September 12, 2006

The Lessons Learned from 9/11

1. A Wide Angle Lens Can be Your Enemy:


A lovely remembrance at Ground Zero?



Or after 5 freakin' years all they've managed to put up
is a temporary rinky-dink kid's wading pool that leaks?

(h/t to STOP George at Daily Kos)

2. An Extreme Close-up May Not Be Your Friend Either:


Don't tread on me!



Now if the Constitution had been there with the flag,
we would have a real snapshot of the Bush Years.

(h/t to STOP George at Daily Kos)

3. Kids Say the Darndest Things!
SARASOTA, Fla. (AP) - Tyler Radkey and other second-graders at Emma E. Booker Elementary School didn't know what to think when an aide leaned in and whispered something to President Bush on the morning of Sept. 11, 2001.

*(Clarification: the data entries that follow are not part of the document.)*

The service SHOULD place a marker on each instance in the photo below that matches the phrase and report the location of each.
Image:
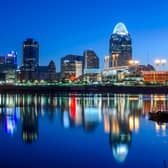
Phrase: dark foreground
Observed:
(84, 89)
(49, 131)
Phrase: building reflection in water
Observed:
(120, 115)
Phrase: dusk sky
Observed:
(71, 26)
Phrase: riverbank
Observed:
(151, 89)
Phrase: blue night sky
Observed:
(70, 26)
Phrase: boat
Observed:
(159, 116)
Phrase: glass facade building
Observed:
(120, 50)
(71, 67)
(91, 60)
(30, 55)
(30, 61)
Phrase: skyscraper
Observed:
(91, 60)
(11, 58)
(91, 66)
(71, 67)
(120, 49)
(30, 60)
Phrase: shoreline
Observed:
(84, 89)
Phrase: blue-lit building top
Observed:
(30, 55)
(11, 58)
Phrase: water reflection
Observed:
(120, 115)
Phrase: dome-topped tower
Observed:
(120, 29)
(120, 49)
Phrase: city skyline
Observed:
(70, 27)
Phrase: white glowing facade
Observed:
(120, 29)
(120, 49)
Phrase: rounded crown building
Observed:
(120, 49)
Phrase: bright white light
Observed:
(120, 29)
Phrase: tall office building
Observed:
(91, 60)
(91, 66)
(11, 58)
(30, 60)
(71, 67)
(120, 49)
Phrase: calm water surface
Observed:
(73, 130)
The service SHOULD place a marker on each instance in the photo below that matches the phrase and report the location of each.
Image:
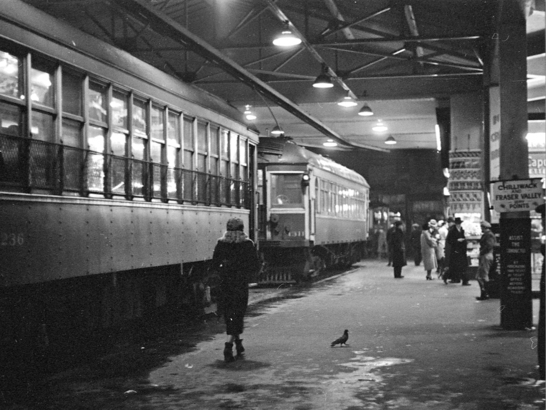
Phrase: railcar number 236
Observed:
(11, 239)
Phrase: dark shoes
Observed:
(239, 347)
(483, 296)
(228, 353)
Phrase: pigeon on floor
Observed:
(342, 340)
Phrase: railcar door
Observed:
(288, 202)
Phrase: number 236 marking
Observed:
(12, 239)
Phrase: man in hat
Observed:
(457, 259)
(415, 240)
(487, 243)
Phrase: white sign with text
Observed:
(517, 195)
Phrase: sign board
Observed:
(516, 296)
(517, 195)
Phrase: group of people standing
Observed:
(440, 246)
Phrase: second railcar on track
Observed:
(313, 212)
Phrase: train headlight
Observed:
(305, 178)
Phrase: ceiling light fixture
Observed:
(323, 80)
(249, 114)
(347, 101)
(380, 127)
(286, 38)
(365, 111)
(277, 130)
(390, 140)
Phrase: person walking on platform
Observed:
(441, 234)
(447, 226)
(487, 243)
(381, 243)
(390, 231)
(428, 247)
(235, 259)
(398, 249)
(415, 240)
(458, 261)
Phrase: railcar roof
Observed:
(287, 152)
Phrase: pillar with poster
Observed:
(515, 238)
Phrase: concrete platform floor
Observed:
(413, 344)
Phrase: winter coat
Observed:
(398, 248)
(236, 260)
(458, 261)
(428, 250)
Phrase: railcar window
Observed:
(286, 191)
(72, 93)
(202, 150)
(318, 202)
(10, 159)
(156, 150)
(138, 145)
(173, 153)
(118, 143)
(188, 159)
(224, 167)
(95, 160)
(42, 127)
(72, 133)
(97, 103)
(10, 78)
(10, 119)
(97, 138)
(119, 110)
(139, 119)
(41, 83)
(234, 168)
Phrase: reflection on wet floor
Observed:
(413, 345)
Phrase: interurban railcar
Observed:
(116, 180)
(313, 212)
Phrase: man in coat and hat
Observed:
(458, 261)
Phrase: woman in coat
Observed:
(428, 248)
(235, 259)
(458, 261)
(398, 248)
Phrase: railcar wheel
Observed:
(319, 265)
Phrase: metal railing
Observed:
(30, 164)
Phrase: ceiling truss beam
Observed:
(165, 26)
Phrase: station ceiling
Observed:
(404, 58)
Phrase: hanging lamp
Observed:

"His face just started to turn red," said Tyler, now 13 and in seventh grade. "I thought, personally, he had to go to the bathroom."

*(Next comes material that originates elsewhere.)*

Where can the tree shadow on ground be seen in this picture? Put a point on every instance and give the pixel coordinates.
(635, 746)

For a puzzling seven minutes, the youngsters read aloud from the story "The Pet Goat" while the shaken president followed along in front of the class, trying to come to grips with what he had been told - that a second plane had just hit the World Trade Center and the nation was under terrorist attack.

"He looked like he was going to cry," said Natalia Jones-Pinkney, now 12.
And, so do adults:
"It was so surreal," Sarasota schools spokeswoman Sheila Weiss said. "Everyone in there wanted to get out and find out what was going on, but we couldn't leave."
(h/t to Attytood)

4. Destroy All Tapes (Didn't we learn this one with Nixon?)

MSNBC replayed their broadcast from the morning of September 11, 2001 yesterday in real time. I had the TV on in the background as I worked, just as I did five years ago. A couple of things stood out this time (without all the distracting frantic calls from friends and family in NYC and DC):
- Andrea Mitchell was already reporting the administration's spin that they had received "no specific threat."

- Bush's excuse that he sat there reading a book about a goat for seven or so minutes that morning because he didn't want to frighten the children was contradicted by the fact that he made his first announcement about the terrorist attacks to the American people RIGHT IN FRONT OF THOSE SAME KIDS. Actually, some were used as props standing behind him while the rest sat in front of him. Nothing scary for the kiddies there, huh? I had forgotten he had done that.

- Katie Couric and others constantly reassured the public that the President was on his way back to DC to take control, when we now know that he ran away in the opposite direction.